America’s argument for free trade is that in many cases it already offers unimpeded imports of industrial inputs from developing markets. Yet those countries have tariffs in place to protect domestic industries, hindering the sale of American capital goods. Although this relationship benefits the…often politically well-connected…local players, it denies domestic buyers the ability to purchase higher quality products at possibly lower prices. This allows the local enterprises to evade the productivity enhancing discipline provided by competition. And obviously, it hinders the revenue growth of advanced economy manufacturers.
The U.S. and Europe live in glass houses when complaining about trade barriers as both block the import of agricultural goods that compete directly with powerful local producers, the sugar industry being the best example of U.S. trade doublespeak. Just as in the example above, domestic consumers suffer, as well as farmers (often extremely poor ones) in agrarian-dependent undeveloped economies. The consistent implementation of a free trade agenda would go a long way in meeting other foreign policy goals such as the alleviation of poverty and establishment of stable governments in transitional regions.
A Few Others Hot Topics
Not mentioned here is the ongoing Eurozone debt crisis as U.S. foreign policy initiatives have little impact on developments in Brussels and Frankfurt, although the Fed and administration have not been afraid to chime in about the joys of debasing one’s currency to dig out of a fiscal mess. Should the crisis continue, U.S. corporate earnings would likely suffer due to lost exports and lower sales by their European operations. A weakening of the Euro against the dollar would also make European…namely German….industrial products more competitive in global markets versus their American counterparts.
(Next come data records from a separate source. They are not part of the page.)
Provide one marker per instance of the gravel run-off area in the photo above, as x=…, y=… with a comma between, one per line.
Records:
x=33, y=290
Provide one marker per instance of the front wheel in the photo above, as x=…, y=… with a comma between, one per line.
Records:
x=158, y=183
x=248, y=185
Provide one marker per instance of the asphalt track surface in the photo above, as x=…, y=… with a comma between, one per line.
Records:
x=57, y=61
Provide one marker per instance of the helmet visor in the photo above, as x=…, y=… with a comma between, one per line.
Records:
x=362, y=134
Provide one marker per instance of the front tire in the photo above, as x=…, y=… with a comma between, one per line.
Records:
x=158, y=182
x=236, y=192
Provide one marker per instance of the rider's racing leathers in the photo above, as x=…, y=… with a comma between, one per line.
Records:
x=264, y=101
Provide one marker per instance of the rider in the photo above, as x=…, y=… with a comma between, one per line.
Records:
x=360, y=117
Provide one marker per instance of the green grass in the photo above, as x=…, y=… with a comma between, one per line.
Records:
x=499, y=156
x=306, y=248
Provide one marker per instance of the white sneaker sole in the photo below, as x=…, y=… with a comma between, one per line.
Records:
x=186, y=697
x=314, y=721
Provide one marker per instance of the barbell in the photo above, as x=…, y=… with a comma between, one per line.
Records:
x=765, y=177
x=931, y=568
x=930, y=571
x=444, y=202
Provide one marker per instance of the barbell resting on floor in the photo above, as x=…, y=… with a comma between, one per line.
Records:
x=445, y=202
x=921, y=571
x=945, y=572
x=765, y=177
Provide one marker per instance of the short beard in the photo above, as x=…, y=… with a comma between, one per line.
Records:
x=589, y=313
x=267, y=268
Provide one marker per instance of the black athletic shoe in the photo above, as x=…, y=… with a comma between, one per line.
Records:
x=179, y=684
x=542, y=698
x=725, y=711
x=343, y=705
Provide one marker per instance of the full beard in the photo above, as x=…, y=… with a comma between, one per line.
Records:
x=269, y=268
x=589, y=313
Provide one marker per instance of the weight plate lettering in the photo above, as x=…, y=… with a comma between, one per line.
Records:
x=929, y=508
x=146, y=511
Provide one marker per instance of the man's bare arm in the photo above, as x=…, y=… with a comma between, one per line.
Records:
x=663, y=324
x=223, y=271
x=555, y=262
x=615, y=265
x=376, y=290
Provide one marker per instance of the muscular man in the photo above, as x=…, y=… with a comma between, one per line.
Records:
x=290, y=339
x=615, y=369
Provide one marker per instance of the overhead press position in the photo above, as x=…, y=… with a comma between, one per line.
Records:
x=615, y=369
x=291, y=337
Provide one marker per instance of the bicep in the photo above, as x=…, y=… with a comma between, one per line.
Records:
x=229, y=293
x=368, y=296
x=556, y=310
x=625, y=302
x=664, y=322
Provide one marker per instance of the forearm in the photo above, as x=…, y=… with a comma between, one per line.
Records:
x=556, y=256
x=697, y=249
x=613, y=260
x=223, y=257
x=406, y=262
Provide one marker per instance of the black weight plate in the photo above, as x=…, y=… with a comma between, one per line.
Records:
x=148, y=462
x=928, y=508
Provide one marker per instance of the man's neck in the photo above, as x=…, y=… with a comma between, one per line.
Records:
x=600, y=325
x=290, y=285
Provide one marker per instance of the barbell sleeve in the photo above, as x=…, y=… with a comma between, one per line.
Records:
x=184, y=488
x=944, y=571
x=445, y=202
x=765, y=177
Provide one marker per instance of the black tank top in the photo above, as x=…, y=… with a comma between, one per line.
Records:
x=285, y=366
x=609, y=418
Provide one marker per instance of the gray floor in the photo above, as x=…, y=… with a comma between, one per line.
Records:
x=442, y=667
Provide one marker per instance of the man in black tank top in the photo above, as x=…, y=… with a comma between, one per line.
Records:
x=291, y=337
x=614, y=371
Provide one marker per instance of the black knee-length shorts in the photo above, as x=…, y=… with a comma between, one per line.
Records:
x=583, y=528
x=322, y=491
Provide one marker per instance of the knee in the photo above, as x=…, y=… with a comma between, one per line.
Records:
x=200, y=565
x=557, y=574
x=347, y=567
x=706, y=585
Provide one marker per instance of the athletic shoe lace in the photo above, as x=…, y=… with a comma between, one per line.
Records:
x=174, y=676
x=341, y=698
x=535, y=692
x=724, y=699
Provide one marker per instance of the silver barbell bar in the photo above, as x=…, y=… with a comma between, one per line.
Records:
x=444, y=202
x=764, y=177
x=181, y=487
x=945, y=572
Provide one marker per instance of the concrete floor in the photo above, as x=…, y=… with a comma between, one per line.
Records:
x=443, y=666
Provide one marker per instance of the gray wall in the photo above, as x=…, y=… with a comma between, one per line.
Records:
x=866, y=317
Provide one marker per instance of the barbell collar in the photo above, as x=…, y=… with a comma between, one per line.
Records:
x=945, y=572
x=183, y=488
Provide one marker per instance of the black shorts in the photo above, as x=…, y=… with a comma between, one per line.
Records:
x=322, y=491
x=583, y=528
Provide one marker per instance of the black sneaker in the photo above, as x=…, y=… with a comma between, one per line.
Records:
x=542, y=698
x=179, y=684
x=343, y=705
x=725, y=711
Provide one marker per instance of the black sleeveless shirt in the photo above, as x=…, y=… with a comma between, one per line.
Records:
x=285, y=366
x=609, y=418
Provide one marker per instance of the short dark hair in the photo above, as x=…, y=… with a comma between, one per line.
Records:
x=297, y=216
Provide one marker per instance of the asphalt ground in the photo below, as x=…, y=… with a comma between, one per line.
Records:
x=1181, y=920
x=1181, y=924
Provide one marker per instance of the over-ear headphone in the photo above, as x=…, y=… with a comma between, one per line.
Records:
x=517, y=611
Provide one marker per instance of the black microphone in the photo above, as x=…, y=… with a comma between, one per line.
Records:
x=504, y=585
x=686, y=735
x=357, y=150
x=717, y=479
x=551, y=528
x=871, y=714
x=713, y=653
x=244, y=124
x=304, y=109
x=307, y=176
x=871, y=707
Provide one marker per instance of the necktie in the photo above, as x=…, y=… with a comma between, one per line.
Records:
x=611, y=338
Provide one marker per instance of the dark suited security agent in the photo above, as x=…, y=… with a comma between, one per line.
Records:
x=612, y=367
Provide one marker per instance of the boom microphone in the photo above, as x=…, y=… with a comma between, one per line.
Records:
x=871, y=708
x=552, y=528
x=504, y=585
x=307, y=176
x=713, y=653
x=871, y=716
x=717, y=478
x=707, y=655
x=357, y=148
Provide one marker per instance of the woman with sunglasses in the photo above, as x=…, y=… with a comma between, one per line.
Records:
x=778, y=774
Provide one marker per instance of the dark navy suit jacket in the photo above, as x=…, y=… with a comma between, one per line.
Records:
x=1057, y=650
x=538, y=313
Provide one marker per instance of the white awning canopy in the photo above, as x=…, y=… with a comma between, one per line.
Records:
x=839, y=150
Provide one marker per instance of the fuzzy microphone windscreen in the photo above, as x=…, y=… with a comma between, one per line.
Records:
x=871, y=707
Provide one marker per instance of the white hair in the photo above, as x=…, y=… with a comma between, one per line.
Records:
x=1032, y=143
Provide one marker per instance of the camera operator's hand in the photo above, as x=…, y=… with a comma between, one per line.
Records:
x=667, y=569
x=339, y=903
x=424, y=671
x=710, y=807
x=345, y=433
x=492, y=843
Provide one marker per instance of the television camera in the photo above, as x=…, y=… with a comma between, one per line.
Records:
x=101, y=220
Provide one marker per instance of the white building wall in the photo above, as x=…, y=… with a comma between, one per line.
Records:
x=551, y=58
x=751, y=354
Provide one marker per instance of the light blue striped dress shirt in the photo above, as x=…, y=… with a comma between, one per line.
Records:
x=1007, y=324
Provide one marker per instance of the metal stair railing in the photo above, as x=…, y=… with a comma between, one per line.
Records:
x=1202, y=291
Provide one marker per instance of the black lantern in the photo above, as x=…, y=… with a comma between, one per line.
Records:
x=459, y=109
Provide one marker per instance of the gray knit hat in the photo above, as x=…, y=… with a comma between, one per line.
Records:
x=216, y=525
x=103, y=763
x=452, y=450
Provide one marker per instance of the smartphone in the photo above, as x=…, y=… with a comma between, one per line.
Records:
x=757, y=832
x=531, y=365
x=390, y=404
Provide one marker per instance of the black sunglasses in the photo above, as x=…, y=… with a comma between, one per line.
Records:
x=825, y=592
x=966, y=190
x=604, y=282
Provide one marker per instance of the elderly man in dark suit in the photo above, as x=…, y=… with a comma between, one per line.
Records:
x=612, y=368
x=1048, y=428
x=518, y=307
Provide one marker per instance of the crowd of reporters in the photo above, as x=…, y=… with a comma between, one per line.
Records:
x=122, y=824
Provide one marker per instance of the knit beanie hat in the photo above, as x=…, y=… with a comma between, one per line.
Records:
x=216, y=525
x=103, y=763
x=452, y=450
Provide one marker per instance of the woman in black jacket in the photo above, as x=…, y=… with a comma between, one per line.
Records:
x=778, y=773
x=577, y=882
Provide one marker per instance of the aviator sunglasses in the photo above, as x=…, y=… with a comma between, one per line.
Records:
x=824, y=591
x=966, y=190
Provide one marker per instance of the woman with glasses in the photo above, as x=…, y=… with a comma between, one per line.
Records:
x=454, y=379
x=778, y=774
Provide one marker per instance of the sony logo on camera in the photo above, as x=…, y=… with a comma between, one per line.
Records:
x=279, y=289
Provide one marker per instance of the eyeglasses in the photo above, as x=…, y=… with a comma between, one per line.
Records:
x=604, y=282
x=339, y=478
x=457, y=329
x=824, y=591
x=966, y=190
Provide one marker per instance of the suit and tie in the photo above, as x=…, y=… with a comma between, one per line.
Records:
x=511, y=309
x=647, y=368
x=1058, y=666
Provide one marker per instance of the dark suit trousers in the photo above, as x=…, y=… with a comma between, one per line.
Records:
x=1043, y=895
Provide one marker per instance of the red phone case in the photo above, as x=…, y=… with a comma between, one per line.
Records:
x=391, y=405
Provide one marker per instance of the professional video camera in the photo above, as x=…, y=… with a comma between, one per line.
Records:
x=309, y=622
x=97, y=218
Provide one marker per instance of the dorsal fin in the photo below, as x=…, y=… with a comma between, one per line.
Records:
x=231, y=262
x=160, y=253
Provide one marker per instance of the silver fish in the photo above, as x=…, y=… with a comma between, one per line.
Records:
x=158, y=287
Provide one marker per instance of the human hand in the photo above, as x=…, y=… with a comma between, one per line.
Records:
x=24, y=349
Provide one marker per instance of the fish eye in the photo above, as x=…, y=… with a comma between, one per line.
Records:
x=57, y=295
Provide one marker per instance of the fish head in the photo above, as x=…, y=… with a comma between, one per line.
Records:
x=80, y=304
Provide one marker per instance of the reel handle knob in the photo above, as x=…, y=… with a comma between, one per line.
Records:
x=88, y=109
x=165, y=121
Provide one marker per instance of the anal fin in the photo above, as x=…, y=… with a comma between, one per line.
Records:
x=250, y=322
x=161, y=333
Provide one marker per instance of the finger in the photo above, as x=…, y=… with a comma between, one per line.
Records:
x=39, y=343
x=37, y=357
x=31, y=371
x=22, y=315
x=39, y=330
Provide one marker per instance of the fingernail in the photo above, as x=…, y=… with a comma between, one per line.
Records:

Tied into the Arab Spring is the democracy agenda championed by recent administrations. While true that representative governments seldom go to war with each other, it remains to be seen how pragmatic newly established regimes in the Middle East (and beyond) are in their relations with the West and adhering to the rules of the global economy. These questions are the same raised with regard to China.
Lastly, as has been pointed out on the campaign trail, domestic economic issues are tied to foreign affairs. The stronger America is financially, the more likely it can both influence the debate on a range of international issues, and symbolically it can continue to serve as an example of open markets and economic opportunity. With luck, American voters will hear national level candidates address these issues in a thoughtful manner in coming weeks and offer viable strategies. With the economy stuck in low gear, politicians will need to take into account all issues, foreign and domestic, that have an economic impact and avoid paths that will only exacerbate the situation.